The store is not persistent; rebuild it from your source data on startup, or use
PgVectorStore when you need durability.
rag
rag turns documents into retrievable, prompt-ready context. It is built on a
small Embedder interface so it is not tied to any one provider:
interface Embedder { func embed(string text): list<any>; }
LlmEmbedder adapts an llm client to that interface; the options dict carries
the embedding model.
import db;
import llm;
import rag;
import vectorstore;
let store = vectorstore.MemoryVectorStore();
let embedder = rag.LlmEmbedder(
llm.client({"provider": "openai", "apiKey": key}),
{"model": "text-embedding-3-small"}
);
rag.index(store, embedder, "handbook", longText, {"source": "handbook"}, {});
let hits = rag.retrieve(store, embedder, "how do I reset my password?", 4);
let prompt = "Answer using only this context:\n" + rag.context(hits, {})
+ "\n\nQuestion: how do I reset my password?";
let answer = llm.client({"provider": "openai", "apiKey": key})
.chat([{"role": "user", "content": prompt}], {"model": "gpt-4o-mini"})["content"];
Functions
| Function | Description |
|---|---|
chunk(text, opts) |
Splits text into overlapping chunks; returns list<string>. |
index(store, embedder, docId, text, metadata, opts) |
Chunks, embeds, and stores a document. Returns the number of chunks. |
retrieve(store, embedder, query, k) |
Embeds the query and returns the top k SearchHits. |
context(hits, opts) |
Assembles hits into a prompt-ready block. |
chunk options:
| Key | Default | Meaning |
|---|---|---|
by |
"words" |
"words", "chars", or "paragraphs". |
size |
200 words / 1000 chars | Window size for the chosen unit. |
overlap |
40 words / 200 chars | Overlap between consecutive windows (ignored for paragraphs). |
index stores each chunk under id "<docId>#<i>" and attaches the caller's
metadata plus text, docId, and chunk (the index), so retrieved hits carry
their own source text.
context options: withSources (default true) prefixes each chunk with
[n] (docId): ; separator (default a blank line) joins the chunks.
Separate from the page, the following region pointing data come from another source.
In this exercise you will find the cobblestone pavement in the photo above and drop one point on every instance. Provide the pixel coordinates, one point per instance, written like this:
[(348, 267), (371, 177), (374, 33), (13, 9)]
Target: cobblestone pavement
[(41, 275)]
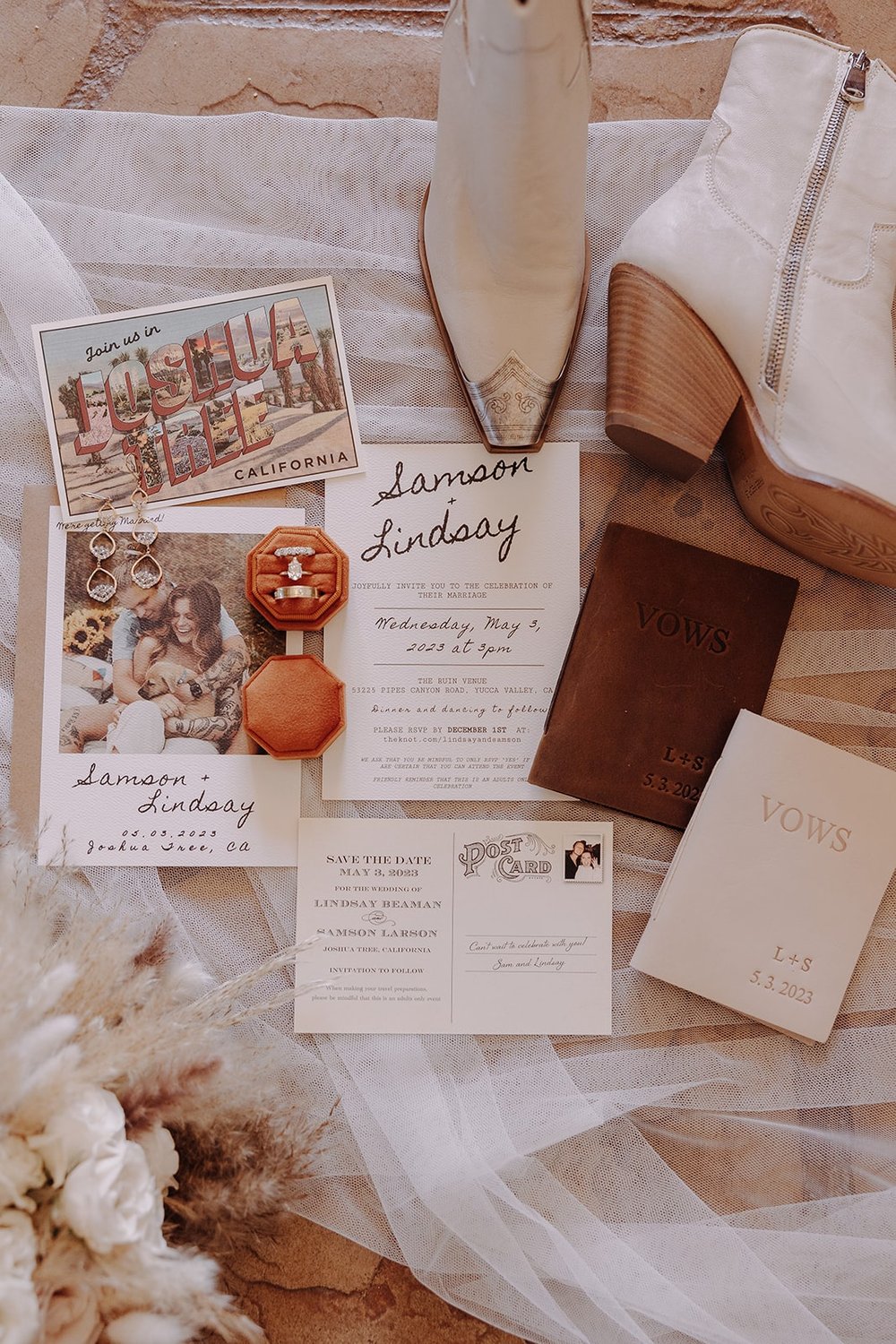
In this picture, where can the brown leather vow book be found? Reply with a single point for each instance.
(670, 642)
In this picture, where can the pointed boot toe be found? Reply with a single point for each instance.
(501, 238)
(751, 306)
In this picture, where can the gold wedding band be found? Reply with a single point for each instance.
(297, 590)
(293, 570)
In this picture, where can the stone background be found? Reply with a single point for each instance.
(354, 59)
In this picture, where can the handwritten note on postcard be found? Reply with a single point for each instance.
(465, 590)
(469, 926)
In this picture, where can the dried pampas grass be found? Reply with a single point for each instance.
(140, 1133)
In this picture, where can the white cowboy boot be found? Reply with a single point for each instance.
(503, 241)
(751, 306)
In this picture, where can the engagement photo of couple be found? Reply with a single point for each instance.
(582, 862)
(161, 669)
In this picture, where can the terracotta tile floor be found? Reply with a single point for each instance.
(355, 59)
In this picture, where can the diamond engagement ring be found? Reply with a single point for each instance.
(297, 590)
(293, 570)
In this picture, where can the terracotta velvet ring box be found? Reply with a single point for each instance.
(297, 578)
(293, 706)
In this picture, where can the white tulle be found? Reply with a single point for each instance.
(692, 1177)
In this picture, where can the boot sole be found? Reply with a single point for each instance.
(673, 394)
(455, 366)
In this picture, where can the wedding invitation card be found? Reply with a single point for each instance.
(134, 769)
(775, 883)
(465, 586)
(469, 926)
(196, 401)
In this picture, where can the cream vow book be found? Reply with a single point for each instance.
(775, 883)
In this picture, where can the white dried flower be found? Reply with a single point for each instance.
(73, 1316)
(21, 1171)
(161, 1156)
(18, 1247)
(19, 1312)
(148, 1328)
(89, 1117)
(110, 1199)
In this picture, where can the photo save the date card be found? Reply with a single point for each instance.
(471, 926)
(134, 769)
(198, 401)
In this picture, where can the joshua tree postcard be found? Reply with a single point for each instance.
(198, 401)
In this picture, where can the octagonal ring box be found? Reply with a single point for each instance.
(293, 706)
(327, 569)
Pass
{"withSources": false} for the bare chunk text.
Testing without a network
rag depends only on the Embedder interface, so tests can supply a
deterministic stub embedder and avoid any API calls:
class StubEmbedder implements rag.Embedder {
func embed(string text): list<any> {
let v = [];
for (k in ["cat", "dog", "car"]) {
if (text.lower().contains(k as string)) { v = v.push(1.0f); }
else { v = v.push(0.0f); }
}
return v;
}
}
vecmath
The float32 similarity kernel underpinning the stores. It scores in native code rather than the interpreted loop, and accepts vectors as either a list of numbers or a packed little-endian float32 BLOB (the stored form).
| Function | Description |
|---|---|
score(metric, a, b) |
Similarity (higher = closer) between two vectors for "cosine" / "dot" / "euclidean". |
topK(vectors, query, k, metric) |
Ranks vectors (a list of lists or float32 blobs) against query, returns up to k {index, score} dicts in descending order. |
import vecmath;
vecmath.score("cosine", [1.0, 0.0], [1.0, 0.0]); # 1.0
let hits = vecmath.topK([[1.0, 0.0], [0.0, 1.0]], [1.0, 0.0], 1, "cosine");
hits[0]["index"]; # 0
vectorstore.score(metric, a, b) delegates to vecmath.score; you rarely call
vecmath directly unless building your own ranking.